The most common brain tumor in women of all ages is a metastatic tumor. A metastasis is a tumor in the brain that originates from cancer elsewhere in the body. Typically, patients with a specific organ tumor other than the brain are evaluated by the specific oncology disciplines. For example, if a woman has breast cancer, she will typically be followed by a primary breast oncologist. When there is evidence of brain metastasis, then the primary role of the neuro-oncologist is management of brain metastasis and associated complications issues. In terms of primary brain tumors, which started in the brain and not anywhere else in the body, the most common type of in women is meningioma. And then followed by that, depending on age group, specifically in older women in their 50s or 60s and above the common tumor is glioma, more specifically glioblastoma.
In terms of primary tumors originating in the central nervous system, there are many different types of tumors with associated clinical and pathologic features. One of the most common benign types of tumors is a meningioma, which is tumor arising from the meninges, or membranous layer surrounding the central nervous system. These tumors are usually benign, however, may be symptomatic depending on their location and size; typical treatment is with either conventional surgery or radiosurgery. On the other spectrum are gliomas, which are a type of tumor that arise in the brain or spine, typically occurring in older people over age 50 years old. Glioblastoma multiforme is the most common and most aggressive malignant primary brain tumor. Treatment typically involves multiple modalities including surgical resection of as much of the tumor as possible, followed by concurrent or sequential chemoradiotherapy, antiangiogenesis therapy, and corticosteroids for symptoms.
A tumor like a meningioma, which is considered benign in most cases, is not generally managed with chemotherapy. In fact, with benign meningiomas, sometimes no intervention is required. If there is anything to be done it is surgery or radiation. Because these treatments are localized to the brain and are remote from a women’s reproductive system, not much needs to be done in terms of thinking about fertility, other than the fact that you do not want to be pregnant when you have to undergo these treatments. One exception is perhaps shielding the ovaries during radiation.

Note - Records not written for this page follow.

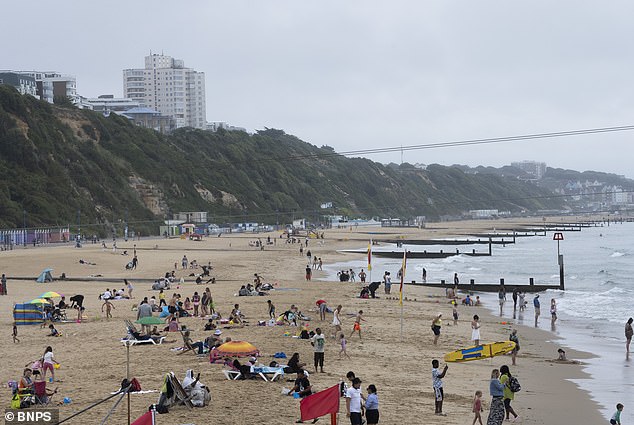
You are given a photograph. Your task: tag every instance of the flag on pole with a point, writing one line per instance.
(320, 404)
(370, 255)
(403, 275)
(146, 419)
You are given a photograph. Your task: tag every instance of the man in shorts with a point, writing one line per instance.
(323, 306)
(353, 402)
(437, 384)
(536, 305)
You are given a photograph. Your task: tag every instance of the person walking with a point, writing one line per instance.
(496, 388)
(49, 362)
(318, 341)
(553, 311)
(353, 402)
(477, 407)
(628, 334)
(336, 321)
(513, 337)
(372, 406)
(436, 377)
(436, 324)
(616, 417)
(505, 377)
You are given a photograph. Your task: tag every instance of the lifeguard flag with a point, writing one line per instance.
(370, 255)
(146, 419)
(320, 404)
(402, 276)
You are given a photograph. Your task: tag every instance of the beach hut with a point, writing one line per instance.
(27, 314)
(45, 276)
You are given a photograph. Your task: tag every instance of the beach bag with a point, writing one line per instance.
(15, 401)
(514, 384)
(135, 385)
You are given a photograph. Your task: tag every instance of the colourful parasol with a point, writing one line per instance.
(38, 301)
(237, 349)
(150, 320)
(50, 294)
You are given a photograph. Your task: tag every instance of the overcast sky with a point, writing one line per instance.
(368, 74)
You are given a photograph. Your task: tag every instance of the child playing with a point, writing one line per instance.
(372, 406)
(344, 343)
(477, 407)
(15, 334)
(616, 418)
(357, 324)
(108, 306)
(54, 331)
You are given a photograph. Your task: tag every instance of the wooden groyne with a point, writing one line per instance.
(452, 242)
(472, 286)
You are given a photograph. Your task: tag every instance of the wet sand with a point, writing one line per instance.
(94, 361)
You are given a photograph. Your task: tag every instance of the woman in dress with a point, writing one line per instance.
(553, 311)
(475, 330)
(496, 388)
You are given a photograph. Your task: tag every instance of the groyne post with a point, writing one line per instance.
(561, 273)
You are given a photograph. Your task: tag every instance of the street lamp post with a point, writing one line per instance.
(558, 236)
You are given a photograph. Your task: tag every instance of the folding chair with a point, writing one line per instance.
(42, 395)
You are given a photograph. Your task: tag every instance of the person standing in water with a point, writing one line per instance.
(628, 334)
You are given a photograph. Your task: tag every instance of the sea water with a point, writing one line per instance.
(592, 311)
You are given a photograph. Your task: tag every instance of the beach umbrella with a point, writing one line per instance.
(150, 320)
(237, 349)
(50, 294)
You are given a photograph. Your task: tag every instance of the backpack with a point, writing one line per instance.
(514, 384)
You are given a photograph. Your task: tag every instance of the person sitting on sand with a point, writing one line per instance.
(62, 304)
(53, 331)
(26, 383)
(210, 326)
(294, 365)
(236, 316)
(188, 344)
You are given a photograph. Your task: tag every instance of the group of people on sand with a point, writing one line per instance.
(34, 374)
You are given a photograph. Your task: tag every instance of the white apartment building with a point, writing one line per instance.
(108, 103)
(50, 84)
(167, 86)
(25, 84)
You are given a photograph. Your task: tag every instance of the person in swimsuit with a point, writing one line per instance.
(357, 324)
(336, 321)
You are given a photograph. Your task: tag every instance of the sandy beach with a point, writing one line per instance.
(94, 360)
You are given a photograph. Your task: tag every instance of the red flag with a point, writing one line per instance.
(320, 404)
(146, 419)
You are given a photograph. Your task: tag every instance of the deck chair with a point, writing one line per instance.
(43, 395)
(130, 339)
(232, 375)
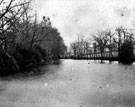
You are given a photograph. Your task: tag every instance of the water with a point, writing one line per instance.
(71, 83)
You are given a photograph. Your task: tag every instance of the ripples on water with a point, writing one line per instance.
(71, 83)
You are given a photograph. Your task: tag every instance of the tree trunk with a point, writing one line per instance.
(12, 60)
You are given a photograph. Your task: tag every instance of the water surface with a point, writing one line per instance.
(71, 83)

If instead a women ends up having a tumor that requires chemotherapy, like a brain metastases or a glioblastoma, that is a different situation. This is because chemotherapy can definitely impact fertility. If a woman is going to receive chemotherapy and wants to preserve her fertility for the future, the neuro-oncologist will likely send them to a reproductive endocrinologist to discuss the possible impacts of the chemotherapy on their fertility. The reproductive endocrinologists are sometimes able to take measures to preserve fertility, such as harvesting eggs, having them fertilized, and freezing them. Most women who undergo chemotherapy have to realize that they are taking a risk of infertility as a result of their chemotherapy. But if the chemotherapy is lifesaving or at least life extending, the risk to their fertility may be a risk worth taking.
There is significant anxiety associated with the diagnosis of a brain tumor and the first visit to the neuro-oncologist. You and your family will meet our multi-disciplinary team of neuro-oncologists, nurses, support staff, and social workers over the course of initial several visits. Further work-up may need to be pursued in terms of imaging and then various modalities of treatment options will be discussed.